Our day started with three Jehovah’s witnesses, two plumbers, and one dog in heat. That would have been enough for any normal family, but my overachieving 18-month-old decided to stuff some peas up her nose during dinner for extra excitement.
The shenanigans started while I was helping my husband clear the table. I picked up a plate and some silverware and took literally ten steps to the kitchen.
“Mama!” I could hear my six-year-old giggling from the dining room.
“I’ll be right back, Sweetie,” I responded. My husband was filling the dishwasher. “Dinner and dishes? I’m pretty lucky!” I said, smacking his rear end.
“Mama, you have to see this! Ash put a pea in her nose.”
“A what?” I sighed and rolled my eyes before handing him my plate. Then I turned and walked casually back to the table. I know my youngest daughter is a trouble-maker. She’s like a cat, cute but sneaky. My oldest, Rey, was stifling laughter with her hand when I arrived. The baby had a bright green pea protruding from her left nostril. I snorted. “Grab my phone babe, I need to document this,” I said, along with every other great parent when her child had gotten herself into trouble. My husband ‘carefully’ tossed me my phone before returning to the kitchen.
I snapped the photo, then pushed on her nostril, popping the pea out faster than one of those machines that pops out tennis balls.
“Taken care of,” I pretended to dust my hands.
“Wait Mama, there’s more!” my oldest shouted. She likes to exaggerate, as most kids do.
“I’ve told you before not to tell stories.”
“Mama, I mean it. Look! Look!” she jumped up, pointing and shrieking from the other side of the table. I decided to entertain her and peek. I reclined the high chair and peered up the baby’s nose to find yet another pea. It was within pinky-reach, so I quickly pulled it out.
“Well that’s enough fun for me,” I sighed and walked away, wondering if it was too early for a gigantic glass of wine.
“Mama, I think there’s another one,” my oldest had gotten up from her chair. She had one eye closed while pushing Ash’s nose up, stretching the nostrils wider for a better view. “I see something green!”
“Stop being silly,” I admonished. “It’s probably a booger.”
“No really, Momma! I’ll get Daddy’s flashlight.” She ran to the kitchen, came back with a tiny hand-held light. She shone it up the baby’s nose and there, tucked in the highest part of her nasal cavity, was another freaking pea. They were piled in her nose like lottery balls in the tube, only there wasn’t a prize to win.
“My dear God,” I whispered. “Only my child.” I pulled her out of her highchair and attempted to plug the pea-less nostril whilst blowing into her mouth to get it dislodged. Nothing. I used a nasal aspirator. Nope.
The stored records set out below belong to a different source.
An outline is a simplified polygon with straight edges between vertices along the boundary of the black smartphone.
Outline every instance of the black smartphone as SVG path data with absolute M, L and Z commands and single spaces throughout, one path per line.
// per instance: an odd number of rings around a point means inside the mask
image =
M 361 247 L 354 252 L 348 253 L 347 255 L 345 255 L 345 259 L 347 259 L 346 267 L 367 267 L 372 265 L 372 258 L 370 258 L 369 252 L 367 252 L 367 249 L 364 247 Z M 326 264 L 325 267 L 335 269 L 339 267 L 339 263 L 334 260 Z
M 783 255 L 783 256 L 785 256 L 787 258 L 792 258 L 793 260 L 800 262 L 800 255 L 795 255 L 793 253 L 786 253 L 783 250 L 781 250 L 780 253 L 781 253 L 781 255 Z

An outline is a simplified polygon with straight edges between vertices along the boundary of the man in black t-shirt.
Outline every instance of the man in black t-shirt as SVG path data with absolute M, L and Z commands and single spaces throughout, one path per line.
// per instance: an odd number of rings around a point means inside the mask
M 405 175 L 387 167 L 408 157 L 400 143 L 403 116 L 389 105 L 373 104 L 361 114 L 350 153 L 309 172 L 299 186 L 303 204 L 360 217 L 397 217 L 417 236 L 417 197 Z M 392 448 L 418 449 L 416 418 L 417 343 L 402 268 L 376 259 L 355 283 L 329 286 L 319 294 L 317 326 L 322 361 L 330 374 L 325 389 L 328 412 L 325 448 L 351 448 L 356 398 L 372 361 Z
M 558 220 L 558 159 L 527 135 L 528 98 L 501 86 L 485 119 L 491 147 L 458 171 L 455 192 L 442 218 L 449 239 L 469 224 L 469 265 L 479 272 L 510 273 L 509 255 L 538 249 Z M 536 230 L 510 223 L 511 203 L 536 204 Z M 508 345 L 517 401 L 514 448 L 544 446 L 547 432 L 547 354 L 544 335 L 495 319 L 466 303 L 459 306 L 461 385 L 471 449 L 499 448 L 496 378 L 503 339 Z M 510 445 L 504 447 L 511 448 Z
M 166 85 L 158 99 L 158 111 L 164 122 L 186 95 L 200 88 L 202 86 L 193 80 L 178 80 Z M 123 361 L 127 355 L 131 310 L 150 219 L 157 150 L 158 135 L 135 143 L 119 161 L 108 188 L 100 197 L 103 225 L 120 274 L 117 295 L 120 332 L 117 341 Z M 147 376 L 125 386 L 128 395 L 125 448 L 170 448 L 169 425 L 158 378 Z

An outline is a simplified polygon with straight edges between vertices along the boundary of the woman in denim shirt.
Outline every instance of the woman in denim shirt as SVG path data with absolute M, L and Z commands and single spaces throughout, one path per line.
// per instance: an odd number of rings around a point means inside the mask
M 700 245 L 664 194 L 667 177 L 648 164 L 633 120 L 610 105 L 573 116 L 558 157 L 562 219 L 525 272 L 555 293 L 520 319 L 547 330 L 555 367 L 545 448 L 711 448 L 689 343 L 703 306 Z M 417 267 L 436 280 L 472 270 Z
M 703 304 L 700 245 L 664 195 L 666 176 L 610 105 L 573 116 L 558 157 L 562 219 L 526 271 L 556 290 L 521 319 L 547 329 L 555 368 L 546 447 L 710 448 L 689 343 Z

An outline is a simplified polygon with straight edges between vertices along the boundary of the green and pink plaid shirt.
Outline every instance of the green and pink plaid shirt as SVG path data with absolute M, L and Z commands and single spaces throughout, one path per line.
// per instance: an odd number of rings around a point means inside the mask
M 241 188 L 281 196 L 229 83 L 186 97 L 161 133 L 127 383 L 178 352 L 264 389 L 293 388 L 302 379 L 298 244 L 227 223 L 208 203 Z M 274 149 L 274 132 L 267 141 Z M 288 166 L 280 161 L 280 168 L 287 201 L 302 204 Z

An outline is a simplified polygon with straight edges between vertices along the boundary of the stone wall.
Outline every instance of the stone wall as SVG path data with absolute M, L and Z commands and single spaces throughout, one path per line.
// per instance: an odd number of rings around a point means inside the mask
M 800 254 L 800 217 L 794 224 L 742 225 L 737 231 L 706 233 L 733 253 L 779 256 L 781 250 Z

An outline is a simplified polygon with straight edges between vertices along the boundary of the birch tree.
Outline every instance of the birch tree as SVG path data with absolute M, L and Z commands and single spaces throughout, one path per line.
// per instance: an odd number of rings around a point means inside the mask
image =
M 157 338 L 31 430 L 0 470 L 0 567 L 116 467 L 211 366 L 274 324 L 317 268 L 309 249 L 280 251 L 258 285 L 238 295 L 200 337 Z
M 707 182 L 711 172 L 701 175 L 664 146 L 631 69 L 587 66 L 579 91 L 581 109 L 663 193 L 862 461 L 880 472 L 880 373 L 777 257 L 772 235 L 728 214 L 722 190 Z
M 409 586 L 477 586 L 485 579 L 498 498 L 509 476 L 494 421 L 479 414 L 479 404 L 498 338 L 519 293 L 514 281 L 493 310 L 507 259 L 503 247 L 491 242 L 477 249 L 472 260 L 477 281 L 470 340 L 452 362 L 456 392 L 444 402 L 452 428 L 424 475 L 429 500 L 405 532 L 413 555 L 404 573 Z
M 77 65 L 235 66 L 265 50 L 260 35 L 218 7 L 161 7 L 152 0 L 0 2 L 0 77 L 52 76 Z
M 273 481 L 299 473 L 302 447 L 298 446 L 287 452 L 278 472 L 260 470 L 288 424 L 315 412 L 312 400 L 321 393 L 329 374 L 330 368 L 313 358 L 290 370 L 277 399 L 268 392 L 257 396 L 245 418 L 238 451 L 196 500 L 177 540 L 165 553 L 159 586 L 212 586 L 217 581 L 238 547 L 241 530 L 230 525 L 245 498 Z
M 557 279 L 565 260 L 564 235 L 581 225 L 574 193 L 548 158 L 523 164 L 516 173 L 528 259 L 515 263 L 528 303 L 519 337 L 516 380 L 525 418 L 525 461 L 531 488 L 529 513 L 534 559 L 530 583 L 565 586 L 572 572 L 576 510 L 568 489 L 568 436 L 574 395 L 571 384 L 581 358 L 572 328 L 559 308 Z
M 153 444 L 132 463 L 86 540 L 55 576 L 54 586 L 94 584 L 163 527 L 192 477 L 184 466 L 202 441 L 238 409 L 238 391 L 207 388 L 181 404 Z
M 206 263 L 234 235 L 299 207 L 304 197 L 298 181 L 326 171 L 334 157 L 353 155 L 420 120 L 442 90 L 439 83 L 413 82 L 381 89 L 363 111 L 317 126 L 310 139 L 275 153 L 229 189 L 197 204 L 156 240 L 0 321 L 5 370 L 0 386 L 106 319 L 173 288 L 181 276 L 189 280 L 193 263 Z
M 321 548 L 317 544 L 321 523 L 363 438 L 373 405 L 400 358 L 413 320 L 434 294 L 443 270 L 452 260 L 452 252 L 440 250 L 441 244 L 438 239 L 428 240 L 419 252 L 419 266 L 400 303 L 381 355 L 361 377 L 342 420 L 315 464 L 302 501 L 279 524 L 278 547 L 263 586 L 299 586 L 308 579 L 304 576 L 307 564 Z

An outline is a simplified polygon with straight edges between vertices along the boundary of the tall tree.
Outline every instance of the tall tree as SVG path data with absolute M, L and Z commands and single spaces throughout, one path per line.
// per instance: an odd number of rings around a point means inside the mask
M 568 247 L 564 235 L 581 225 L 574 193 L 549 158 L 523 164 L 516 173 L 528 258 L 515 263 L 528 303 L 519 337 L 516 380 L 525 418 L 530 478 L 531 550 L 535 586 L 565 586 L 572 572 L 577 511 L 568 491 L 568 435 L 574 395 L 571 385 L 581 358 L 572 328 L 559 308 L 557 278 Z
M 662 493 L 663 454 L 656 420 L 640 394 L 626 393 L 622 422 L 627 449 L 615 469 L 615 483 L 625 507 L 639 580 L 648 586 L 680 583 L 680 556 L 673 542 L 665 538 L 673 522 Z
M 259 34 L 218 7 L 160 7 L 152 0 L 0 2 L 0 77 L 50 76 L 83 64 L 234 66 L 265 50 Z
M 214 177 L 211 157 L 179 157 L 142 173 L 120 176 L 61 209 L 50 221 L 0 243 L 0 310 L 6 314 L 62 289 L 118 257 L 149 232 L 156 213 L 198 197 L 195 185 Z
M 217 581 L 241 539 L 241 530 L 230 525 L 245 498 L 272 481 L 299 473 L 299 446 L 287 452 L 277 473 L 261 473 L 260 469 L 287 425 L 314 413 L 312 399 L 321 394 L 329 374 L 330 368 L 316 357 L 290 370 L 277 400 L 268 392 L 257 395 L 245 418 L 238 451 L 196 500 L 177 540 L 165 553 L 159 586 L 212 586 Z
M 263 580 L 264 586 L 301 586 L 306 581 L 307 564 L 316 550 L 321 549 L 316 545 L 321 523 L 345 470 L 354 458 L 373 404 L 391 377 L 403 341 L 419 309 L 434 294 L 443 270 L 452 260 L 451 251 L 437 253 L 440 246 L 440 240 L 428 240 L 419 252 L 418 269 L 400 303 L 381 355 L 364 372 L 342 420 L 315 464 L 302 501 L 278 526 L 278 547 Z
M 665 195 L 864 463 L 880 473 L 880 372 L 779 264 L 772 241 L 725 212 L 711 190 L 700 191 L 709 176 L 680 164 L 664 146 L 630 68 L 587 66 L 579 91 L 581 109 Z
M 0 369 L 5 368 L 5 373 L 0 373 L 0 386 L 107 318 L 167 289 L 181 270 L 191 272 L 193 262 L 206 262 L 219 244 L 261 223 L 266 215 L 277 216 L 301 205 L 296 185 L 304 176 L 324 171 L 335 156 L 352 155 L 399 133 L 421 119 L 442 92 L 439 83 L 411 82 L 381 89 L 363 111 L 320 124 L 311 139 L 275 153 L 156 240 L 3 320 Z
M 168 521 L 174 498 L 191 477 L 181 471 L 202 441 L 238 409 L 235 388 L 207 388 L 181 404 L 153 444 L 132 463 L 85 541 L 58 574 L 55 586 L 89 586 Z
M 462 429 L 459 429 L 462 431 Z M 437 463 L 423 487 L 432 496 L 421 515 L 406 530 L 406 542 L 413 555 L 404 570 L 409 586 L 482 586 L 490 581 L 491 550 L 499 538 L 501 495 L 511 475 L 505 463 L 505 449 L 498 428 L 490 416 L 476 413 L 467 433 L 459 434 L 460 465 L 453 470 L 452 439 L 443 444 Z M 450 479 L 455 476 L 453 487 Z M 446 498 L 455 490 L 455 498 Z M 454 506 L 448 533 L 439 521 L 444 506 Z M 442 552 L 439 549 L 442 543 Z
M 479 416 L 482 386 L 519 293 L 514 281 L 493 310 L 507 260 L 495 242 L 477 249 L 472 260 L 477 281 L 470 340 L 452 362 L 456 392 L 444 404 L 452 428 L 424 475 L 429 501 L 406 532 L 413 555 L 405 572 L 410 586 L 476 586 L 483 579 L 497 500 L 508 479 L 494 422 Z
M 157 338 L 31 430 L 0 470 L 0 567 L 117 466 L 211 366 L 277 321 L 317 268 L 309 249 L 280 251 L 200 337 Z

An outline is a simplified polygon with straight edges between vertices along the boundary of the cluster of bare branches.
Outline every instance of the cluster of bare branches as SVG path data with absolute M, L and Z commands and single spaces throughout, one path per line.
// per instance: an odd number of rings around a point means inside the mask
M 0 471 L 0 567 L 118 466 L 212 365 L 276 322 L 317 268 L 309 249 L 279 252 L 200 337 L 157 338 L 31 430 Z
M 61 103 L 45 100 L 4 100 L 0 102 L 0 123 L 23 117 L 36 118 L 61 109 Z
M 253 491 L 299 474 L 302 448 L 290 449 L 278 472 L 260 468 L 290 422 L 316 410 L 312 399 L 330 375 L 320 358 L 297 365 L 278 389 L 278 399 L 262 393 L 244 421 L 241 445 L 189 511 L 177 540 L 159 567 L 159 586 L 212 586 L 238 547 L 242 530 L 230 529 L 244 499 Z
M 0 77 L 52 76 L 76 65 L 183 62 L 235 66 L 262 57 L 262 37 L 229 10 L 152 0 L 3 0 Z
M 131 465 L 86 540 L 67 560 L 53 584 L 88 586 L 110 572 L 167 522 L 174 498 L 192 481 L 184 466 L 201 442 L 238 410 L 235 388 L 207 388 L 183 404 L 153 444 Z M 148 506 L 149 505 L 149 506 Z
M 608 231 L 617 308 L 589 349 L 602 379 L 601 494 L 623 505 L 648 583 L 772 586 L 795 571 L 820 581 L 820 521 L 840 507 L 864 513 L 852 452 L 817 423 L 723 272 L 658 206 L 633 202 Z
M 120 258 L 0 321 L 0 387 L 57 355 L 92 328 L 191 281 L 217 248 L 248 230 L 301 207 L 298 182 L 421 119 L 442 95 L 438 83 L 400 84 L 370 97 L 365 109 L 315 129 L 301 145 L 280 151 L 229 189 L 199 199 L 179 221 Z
That stupid little pea was stuck.
We put out a call on Facebook for tips on dislodging objects from body parts, because the people on Facebook are always right. Right? Not surprisingly, nothing helpful came of that, either.
“I don’t know what to do,” I said to my husband. “Maybe it will just fall out on its own?” After many trials, no luck, and a frustrated baby, I called it quits and put both kids in the tub.
A while later, my husband popped his head into the bathroom. “Do we have juice boxes and duct tape? I have an idea.” Good ideas don’t normally start with duct tape, but my husband is resourceful, so I gave him the benefit of the doubt.
“Check the kitchen,” I said, drying off the kids.
When I came out of the bathroom, he had duct taped a juice box straw to a sippy-cup lid and to, finally, the vacuum hose. “This is going to work. I know it,” he said.
“Wait. You want to vacuum the baby’s nose? Are you alright?”
“Yes and yes. You hold her down. Rey, you hold her arms and I’ll use the juice box straw to vacuum out the pea. Are we ready?”
“Oh boy,” I said. “I guess we don’t really have a choice.” I laid Ash on the bed, straddled her gently and held her face so she couldn’t move. Her cheeks were squished together like a little Cabbage Patch Doll. My eldest daughter held her arms firmly in place and my husband carefully put the tiny white straw in the end of her nose. I held my breath as the vacuum hummed, coming to life.
I bit my lip and squinted my eyes, praying that it would work. He slowly pulled the straw back, nanometer by nanometer. Time seemed to stop as more and more of the straw became visible. When the end of the white plastic was finally pulled from her nostril, I could see a tiny green pea stuck to the end. The three of us erupted in joyful hoots and hollers.
Kids do stupid stuff. All the time. And some of the stuff is stupider than other stuff. This, amazingly, sums up what six years of parenting has taught me. So if anyone needs a vacuum attachment for removing small objects from children’s small body parts: noses, ears, etc., I have one and it works like a charm.